# Camper SKINNED!



## c. j. stone (Sep 24, 2006)

The gentleman who owns the property where my son and I deer hunt, 3 decades ago put a little camper in a ravine abt 300 yds up on a hill, blocked from the winds by a nice little mature stand of pines. It never was what I'd call "nice", but it kept us warm at night, and the snow off us.(Noone lives within sight of the place, and it is not noticeable from the nearest road.) Last year, some a-holes tried to rip off the aluminum skin and gave up after only a foot or two. I had a battery drill and self-tapping screws and tacked it back down. My son was there for a day of bow hunting last week and reported someone had skinned the entire camper(apparently early this year from looks of the place) and left it with exposed rotting wood, frayed insulation, and holes all over. He said no way is the camper now, or forever more, useable! 
I slept in the camper twenty five years ago for the first time, and even then it was overrun with mice.

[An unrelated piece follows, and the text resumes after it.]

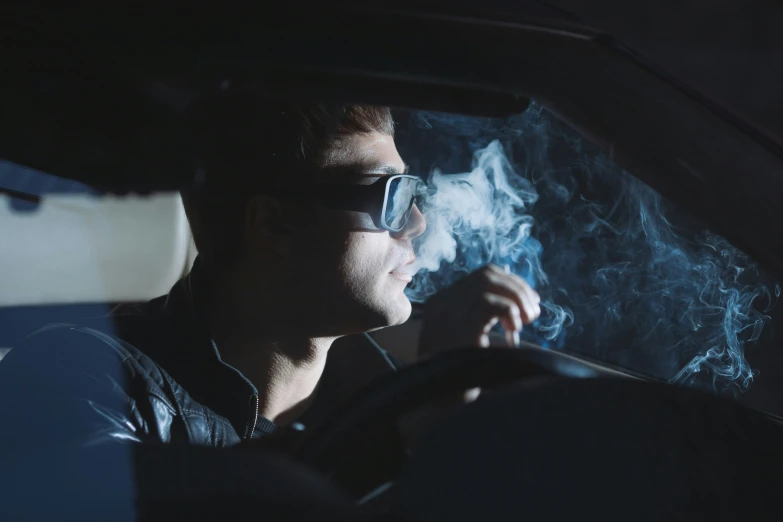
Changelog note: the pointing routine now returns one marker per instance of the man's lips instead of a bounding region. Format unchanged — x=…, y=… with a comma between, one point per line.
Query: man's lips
x=403, y=272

Each year, we had to thoroughly clean, and fumigate it before we could stay in it but it was a decent place to "rough it" and saved us many $$ in motel rooms. Now a couple jerks, for a couple bucks for amuminum, have killed some fond memories for many who used it over the years! Oh to have been there with Jr. and a couple baseball bats when the crime was occurring!!


----------



## Huntinbull (Apr 10, 2004)

I feel your frustration CJ. Terrible what people will do to the property of others. Hope you have somewhere to stay for deer season.


----------



## c. j. stone (Sep 24, 2006)

Thanks bull. Options are for now, sleep in the back of the truck under the cap(tight-and chilly!), wrap the old camper in 5 mil plastic and try to dry it out (prob. not practical!), buy an old, cheap camper(time is too short!), rent a room (prob. none available), just stay home this year(starting to seem most likely!) Suppose we could drive down each day but with the price of gas, that could get expensive. Plus it just wouldn't be the same! Now that sucks!!


----------



## buckeye dan (Jan 31, 2012)

CJ report the crime. Very few recycling places are accepting scrap without a picture ID. Maybe none of them are? The shell of that camper may still be sitting in a scrap yard somewhere near by.

It won't repair your camper but the satisfaction of legal action would be some relief. You may even be able to get restitution if the offenders are caught.

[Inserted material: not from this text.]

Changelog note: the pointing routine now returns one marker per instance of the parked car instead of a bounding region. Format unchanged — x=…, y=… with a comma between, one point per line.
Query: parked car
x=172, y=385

This sort of thing has been rampant since 2008. Law enforcement has done a pretty good job of establishing an information network with the places where the scrap can be turned in for money.


----------



## c. j. stone (Sep 24, 2006)

I haven't seen the camper but my son showed me a picture on his phone. It was a pathetic sight and was completely torn up inside. Doors and windows ripped out. Very depressing -pretty much decided to not bother trying to stay there at all. Will probably drive down a couple times. Looked in craigslist -not much available in price range. Bad thing is brother has come up from Va. last several years. Since we have no quarters, had to cancel. Doubly bad since we are in our 60s and prob. dont have too many hunts left? Hopefully we can do it next year. Let the owner know what happened. Says not much can be done. All this for a couple bucks for beer or weed. Crap! Nothing good lasts forever......


----------



## killingtime (Apr 29, 2009)

cj where do you hunt. i live in perry county and have a bunkhouse that my buddies from alabama sleep in during bow season. i have 1 friend from toledo staying in it during gun season and have 3 sets of bunks. i also have electric and it is very warm and nice if you and your son would want to stay here if it would save you money. just let me know you are more than welcome if you want to stay here. ben


----------



## crappiedude (Mar 12, 2006)

Do any of you guys have any tents? You can get pretty confortable in a decent tent for a few days even in this weather. I hope you find a way to get out even if just for a few days
It really is a shame the damage that goes on for just a few dollars of scrap metal. My neightbor has copper gutters and someone stole their downspouts at 3:00 in the morning a few weeks ago.


----------



## Ted Dressel (Dec 16, 2006)

I feel your pain.I went to Indy for my yearly deer hunt to find my tripod stolen than come back home and my deer cart also stolen from the Metro Park controll hunt.All the other hunters in the park wouldn't take it cause I told each one that they are more than welcome to use it.I talked to them all and they are pissed as I am.It helped them out as much as I.


----------



## firstflight111 (May 22, 2008)

man that sucks big time ..we had a camper that we left on our 224 acre farm down south went 4 year's ago and someone shot it .. well put it this way it look like it went to war and lost twice ..good thing we had insurance on it we got 3 time what we paid for it ...


----------